Kinkade grew up in the small town of Placerville, in northeastern California. His parents divorced when he was a child, which left Kinkade with an intense sense of shame about both his figuratively broken home and very modest, hardscrabble upbringing, according to his brother Patrick and sister Kate. Not long after college, Kinkade secured a job creating background paintings for his 1983 animated dark fantasy epic Fire and Ice. Kinkade delivered fabulously on that job, according to director Ralph Bakshi, but also wanted to then strike out on his own.

Despite his education and expansive formal training, Kinkade branded himself as “the painter of light,” and set about pumping out art of unambiguous affirmation — idyllic cottages, pastoral landscapes, and occasional cityscapes. His paintings would be art, priced and produced at scale, for “regular” people.

In 1992, he would open a mall store dedicated to his work. Powered by QVC appearances that bolstered his image as a pious Christian living an untarnished life, Kinkade hawked not only prints but collectible plates, mugs, sofas and recliners. He even opened a community of homes built around his brand. An economic downturn would eventually arrive in 2002, followed in short order by lawsuits from franchise owners of his signature galleries alleging fraudulent business practices.

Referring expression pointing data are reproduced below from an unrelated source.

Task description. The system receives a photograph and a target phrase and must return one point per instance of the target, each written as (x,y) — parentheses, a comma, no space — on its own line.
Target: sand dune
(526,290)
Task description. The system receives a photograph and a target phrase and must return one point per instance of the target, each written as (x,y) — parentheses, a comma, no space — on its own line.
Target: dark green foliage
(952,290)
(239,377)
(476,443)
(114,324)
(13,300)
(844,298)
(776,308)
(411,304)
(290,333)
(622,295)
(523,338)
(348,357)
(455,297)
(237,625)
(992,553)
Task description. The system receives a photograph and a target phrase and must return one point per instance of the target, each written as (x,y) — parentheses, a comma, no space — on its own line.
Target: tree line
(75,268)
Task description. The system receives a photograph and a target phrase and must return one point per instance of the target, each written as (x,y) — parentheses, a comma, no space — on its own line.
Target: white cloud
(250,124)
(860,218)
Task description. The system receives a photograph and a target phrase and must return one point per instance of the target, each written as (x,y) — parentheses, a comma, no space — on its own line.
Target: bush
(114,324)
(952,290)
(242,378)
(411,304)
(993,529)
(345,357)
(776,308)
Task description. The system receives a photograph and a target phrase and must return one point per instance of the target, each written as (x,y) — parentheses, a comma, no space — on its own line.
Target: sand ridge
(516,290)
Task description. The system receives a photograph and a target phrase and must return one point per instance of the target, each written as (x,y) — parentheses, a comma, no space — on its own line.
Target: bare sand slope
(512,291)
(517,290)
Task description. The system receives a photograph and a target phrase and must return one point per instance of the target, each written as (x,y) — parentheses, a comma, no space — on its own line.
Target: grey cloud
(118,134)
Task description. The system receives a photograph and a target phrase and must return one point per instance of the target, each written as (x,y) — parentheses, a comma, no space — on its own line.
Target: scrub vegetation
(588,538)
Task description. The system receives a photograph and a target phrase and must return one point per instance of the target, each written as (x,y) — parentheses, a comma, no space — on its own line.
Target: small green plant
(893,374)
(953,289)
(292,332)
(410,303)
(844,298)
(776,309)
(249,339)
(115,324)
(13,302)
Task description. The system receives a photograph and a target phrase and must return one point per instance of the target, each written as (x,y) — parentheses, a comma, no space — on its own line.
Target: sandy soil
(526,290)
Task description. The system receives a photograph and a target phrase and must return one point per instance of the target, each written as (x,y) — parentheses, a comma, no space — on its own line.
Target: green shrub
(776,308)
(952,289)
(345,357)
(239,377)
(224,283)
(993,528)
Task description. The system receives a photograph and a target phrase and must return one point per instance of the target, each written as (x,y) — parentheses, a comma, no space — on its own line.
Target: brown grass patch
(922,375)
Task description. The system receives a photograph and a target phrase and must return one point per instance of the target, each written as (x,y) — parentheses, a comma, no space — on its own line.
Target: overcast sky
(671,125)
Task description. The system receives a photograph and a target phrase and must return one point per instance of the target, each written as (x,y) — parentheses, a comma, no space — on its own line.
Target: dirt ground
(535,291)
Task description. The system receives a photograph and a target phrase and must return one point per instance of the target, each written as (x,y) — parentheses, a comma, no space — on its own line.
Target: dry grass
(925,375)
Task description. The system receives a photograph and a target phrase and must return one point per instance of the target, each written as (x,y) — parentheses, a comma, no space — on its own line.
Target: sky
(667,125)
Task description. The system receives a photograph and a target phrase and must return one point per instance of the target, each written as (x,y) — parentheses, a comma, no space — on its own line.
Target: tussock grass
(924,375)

Art for Everybody is built mainly around interviews with Kinkade’s four adult daughters and ex-wife Nanette. Other figures, though, help provide a contextual frame for his work, and existence as a type of hybrid painter-as-performance artist. These interviewees include former business partner Ken Raasch, fellow artist Jeffrey Valance, writer Susan Orlean (whose 2001 New Yorker profile helped put a target on Kinkade’s back with the art world intelligentsia), and Los Angeles Times art critic Christopher Knight.

 

The most recent point of comparison for Art for Everybody may be 2021’s Bob Ross: Happy Accidents, Betrayal & Greed, another nonfiction portrait of a massively popular American painter. There is enough overlap in subject matter, and also how each man grasped the benefits of a pat packaging, that viewers of that Netflix documentary will certainly find reward here.

Whereas the affable, Afro-ed Ross, though, was quite bad at business, Kinkade was always shrewd. This is established from the movie’s very beginning, which opens with a voice recording of its then teenage subject pondering the merits of achieving the lasting greatness of someone like Vincent Van Gogh if it means living in destitution.

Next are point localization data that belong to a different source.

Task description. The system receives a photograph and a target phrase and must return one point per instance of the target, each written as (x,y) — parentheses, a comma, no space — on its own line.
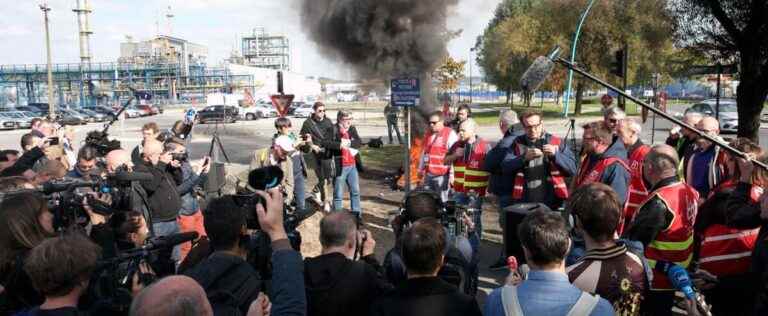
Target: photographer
(458,256)
(25,222)
(86,167)
(337,284)
(229,280)
(164,199)
(190,218)
(60,269)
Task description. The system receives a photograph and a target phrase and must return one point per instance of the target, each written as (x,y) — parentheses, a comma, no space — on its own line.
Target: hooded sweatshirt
(614,175)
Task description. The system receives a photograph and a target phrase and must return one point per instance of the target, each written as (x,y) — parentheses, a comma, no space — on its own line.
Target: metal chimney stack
(83,9)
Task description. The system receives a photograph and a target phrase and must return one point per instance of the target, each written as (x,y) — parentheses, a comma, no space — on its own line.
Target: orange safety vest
(555,177)
(469,175)
(724,250)
(675,243)
(637,191)
(589,176)
(435,152)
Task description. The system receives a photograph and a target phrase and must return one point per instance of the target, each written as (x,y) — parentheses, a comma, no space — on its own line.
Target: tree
(449,73)
(727,31)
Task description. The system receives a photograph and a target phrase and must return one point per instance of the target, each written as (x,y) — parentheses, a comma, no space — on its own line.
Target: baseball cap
(285,143)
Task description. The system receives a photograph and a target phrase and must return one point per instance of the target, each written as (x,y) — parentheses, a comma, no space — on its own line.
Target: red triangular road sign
(282,102)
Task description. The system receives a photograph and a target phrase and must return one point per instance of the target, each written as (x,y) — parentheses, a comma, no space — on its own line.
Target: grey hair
(614,111)
(342,114)
(508,118)
(469,124)
(633,125)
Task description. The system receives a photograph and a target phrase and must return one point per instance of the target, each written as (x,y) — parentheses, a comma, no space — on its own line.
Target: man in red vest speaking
(606,160)
(664,224)
(432,165)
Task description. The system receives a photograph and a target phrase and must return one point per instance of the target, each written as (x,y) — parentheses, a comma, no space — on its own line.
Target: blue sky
(214,23)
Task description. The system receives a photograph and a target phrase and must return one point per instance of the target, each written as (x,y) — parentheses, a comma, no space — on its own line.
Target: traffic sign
(606,100)
(405,92)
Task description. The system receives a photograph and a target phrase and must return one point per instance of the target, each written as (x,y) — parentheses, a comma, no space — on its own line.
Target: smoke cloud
(380,38)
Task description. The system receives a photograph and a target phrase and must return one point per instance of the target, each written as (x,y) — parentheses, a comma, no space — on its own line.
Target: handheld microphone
(678,277)
(63,186)
(169,240)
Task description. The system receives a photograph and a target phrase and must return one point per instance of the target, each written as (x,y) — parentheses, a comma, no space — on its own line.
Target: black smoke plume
(380,38)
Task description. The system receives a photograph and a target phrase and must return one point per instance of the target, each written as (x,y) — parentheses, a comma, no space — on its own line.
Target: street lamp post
(573,55)
(51,113)
(470,73)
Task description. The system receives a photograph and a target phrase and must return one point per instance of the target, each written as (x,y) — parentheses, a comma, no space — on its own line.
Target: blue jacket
(544,293)
(614,175)
(564,159)
(501,181)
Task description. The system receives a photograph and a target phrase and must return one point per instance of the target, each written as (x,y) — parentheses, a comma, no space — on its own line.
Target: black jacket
(337,285)
(332,146)
(230,283)
(743,214)
(321,132)
(164,199)
(652,218)
(24,163)
(425,297)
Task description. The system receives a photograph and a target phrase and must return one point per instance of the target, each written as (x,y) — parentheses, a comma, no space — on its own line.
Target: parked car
(66,118)
(217,113)
(304,111)
(728,115)
(93,116)
(22,121)
(7,124)
(131,112)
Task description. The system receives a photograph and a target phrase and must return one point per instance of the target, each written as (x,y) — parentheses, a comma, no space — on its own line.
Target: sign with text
(405,92)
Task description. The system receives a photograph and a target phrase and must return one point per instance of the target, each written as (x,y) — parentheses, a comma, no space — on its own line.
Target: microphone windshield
(536,74)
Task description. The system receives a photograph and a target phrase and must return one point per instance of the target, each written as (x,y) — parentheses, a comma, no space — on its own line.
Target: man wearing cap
(277,155)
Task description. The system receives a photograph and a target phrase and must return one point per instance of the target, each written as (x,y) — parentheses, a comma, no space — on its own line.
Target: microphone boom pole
(557,59)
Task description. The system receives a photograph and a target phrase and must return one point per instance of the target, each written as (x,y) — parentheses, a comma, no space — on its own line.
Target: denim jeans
(349,177)
(439,184)
(165,229)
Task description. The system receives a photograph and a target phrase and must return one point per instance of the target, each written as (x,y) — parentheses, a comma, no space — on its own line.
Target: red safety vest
(675,243)
(725,250)
(435,151)
(593,175)
(555,177)
(637,191)
(469,175)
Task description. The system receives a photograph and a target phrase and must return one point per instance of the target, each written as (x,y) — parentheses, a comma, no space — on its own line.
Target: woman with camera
(25,222)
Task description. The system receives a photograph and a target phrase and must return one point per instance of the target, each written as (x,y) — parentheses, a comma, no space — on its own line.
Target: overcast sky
(218,24)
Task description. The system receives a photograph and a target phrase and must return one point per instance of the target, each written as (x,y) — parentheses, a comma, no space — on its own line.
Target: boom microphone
(132,176)
(538,72)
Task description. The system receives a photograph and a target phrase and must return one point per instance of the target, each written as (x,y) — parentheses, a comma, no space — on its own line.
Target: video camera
(258,243)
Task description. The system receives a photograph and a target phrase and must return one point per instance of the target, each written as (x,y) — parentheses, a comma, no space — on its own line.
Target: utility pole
(51,113)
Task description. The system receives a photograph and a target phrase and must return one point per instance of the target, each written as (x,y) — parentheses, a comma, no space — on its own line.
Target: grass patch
(387,158)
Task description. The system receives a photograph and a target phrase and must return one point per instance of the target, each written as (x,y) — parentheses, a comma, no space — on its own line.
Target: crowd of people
(618,227)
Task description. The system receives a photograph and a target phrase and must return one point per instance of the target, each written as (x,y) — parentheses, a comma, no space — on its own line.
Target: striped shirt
(614,273)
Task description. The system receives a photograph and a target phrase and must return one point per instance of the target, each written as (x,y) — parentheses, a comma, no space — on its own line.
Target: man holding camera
(317,129)
(338,284)
(86,167)
(190,218)
(164,199)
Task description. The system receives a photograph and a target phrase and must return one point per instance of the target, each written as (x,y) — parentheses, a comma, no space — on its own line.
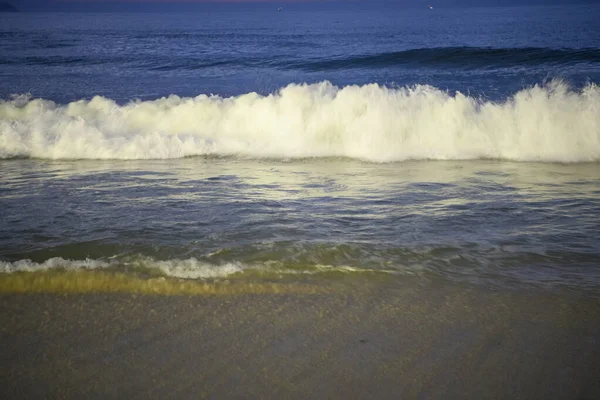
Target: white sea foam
(190,268)
(544,123)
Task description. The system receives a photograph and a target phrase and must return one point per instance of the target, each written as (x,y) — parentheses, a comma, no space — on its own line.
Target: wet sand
(409,341)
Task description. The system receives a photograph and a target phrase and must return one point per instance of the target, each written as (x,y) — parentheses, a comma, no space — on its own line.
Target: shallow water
(303,145)
(496,222)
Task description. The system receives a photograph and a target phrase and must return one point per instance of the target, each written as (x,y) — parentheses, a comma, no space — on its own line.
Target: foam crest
(188,269)
(544,123)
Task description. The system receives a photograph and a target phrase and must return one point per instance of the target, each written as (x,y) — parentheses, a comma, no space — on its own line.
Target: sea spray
(548,123)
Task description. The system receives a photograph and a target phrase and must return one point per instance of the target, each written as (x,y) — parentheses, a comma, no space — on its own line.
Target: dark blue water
(457,144)
(492,51)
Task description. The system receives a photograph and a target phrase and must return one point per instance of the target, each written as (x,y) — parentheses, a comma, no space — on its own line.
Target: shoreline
(406,340)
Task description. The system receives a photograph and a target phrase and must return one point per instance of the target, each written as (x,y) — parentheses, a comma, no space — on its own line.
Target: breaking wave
(550,123)
(190,268)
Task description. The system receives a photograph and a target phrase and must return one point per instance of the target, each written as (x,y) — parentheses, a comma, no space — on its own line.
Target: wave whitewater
(190,268)
(550,123)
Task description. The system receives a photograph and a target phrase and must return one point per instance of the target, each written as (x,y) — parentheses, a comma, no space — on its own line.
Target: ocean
(305,147)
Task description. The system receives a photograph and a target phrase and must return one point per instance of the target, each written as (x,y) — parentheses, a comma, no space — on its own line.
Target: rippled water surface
(451,144)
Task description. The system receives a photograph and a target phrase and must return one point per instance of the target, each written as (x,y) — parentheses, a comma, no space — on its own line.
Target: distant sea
(451,145)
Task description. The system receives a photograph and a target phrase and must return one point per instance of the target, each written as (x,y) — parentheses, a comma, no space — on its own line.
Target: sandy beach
(410,341)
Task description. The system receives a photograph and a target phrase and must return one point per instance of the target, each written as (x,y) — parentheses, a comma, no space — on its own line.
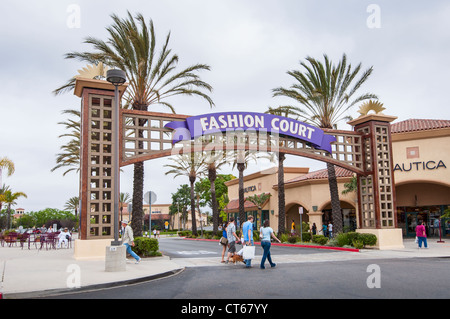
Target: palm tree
(213,162)
(10,198)
(241,159)
(72,204)
(152,77)
(324,91)
(2,191)
(191,165)
(6,163)
(70,155)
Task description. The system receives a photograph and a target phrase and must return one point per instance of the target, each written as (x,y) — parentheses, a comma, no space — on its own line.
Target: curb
(63,291)
(288,245)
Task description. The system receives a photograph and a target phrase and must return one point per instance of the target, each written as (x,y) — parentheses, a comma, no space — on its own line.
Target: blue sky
(250,45)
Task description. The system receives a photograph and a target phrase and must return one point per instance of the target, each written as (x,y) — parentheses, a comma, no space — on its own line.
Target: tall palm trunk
(241,167)
(194,221)
(137,219)
(335,203)
(281,195)
(212,175)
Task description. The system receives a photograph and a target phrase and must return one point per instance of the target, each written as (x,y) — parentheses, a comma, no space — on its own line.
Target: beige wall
(421,148)
(307,193)
(422,168)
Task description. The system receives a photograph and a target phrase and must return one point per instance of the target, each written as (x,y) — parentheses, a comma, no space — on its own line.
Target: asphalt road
(181,248)
(411,278)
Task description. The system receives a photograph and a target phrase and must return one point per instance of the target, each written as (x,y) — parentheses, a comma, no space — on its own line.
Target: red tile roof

Critics might deem Art for Everybody perhaps a bit too deferential to its subject, and accurately point out that its details of downward spiral remain a little hazy, in need of racked focus. Kinkade’s family makes vague reference to him being difficult to live with, and while they’re certainly forthcoming about his drinking problem and trip to rehab, director Miranda Yousef never really seems to identify Kinkade’s rock bottom.

 

The mugshot from a 2010 DUI arrest is shown, but the incident is only referenced in passing. A depressive episode in college, precipitating a transfer from the University of California, Berkeley to Art Center College of Design in Pasadena, is speculated about, but raises only more questions.

Art for Everybody, in other words, sidles up to addressing the psychological consequences of becoming massively popular for a persona that maybe isn’t false but also is limiting. But it doesn’t seem to quite know how to resolve the dilemma of how Kinkade presented outwardly with the man who left, upon his death, thousands of paintings and sketches of different styles in his personal vault.

If the amorphous nature of Kinkade’s demons helps the film arguably retain a broader relatability, it also leaves him somewhat in limbo as a tragic figure — sentenced to the same unknowability, and inability or unwillingness to showcase the full range of his personality and talents, that seemingly haunted him in life. Perhaps that, however, is actually an appropriate portrait.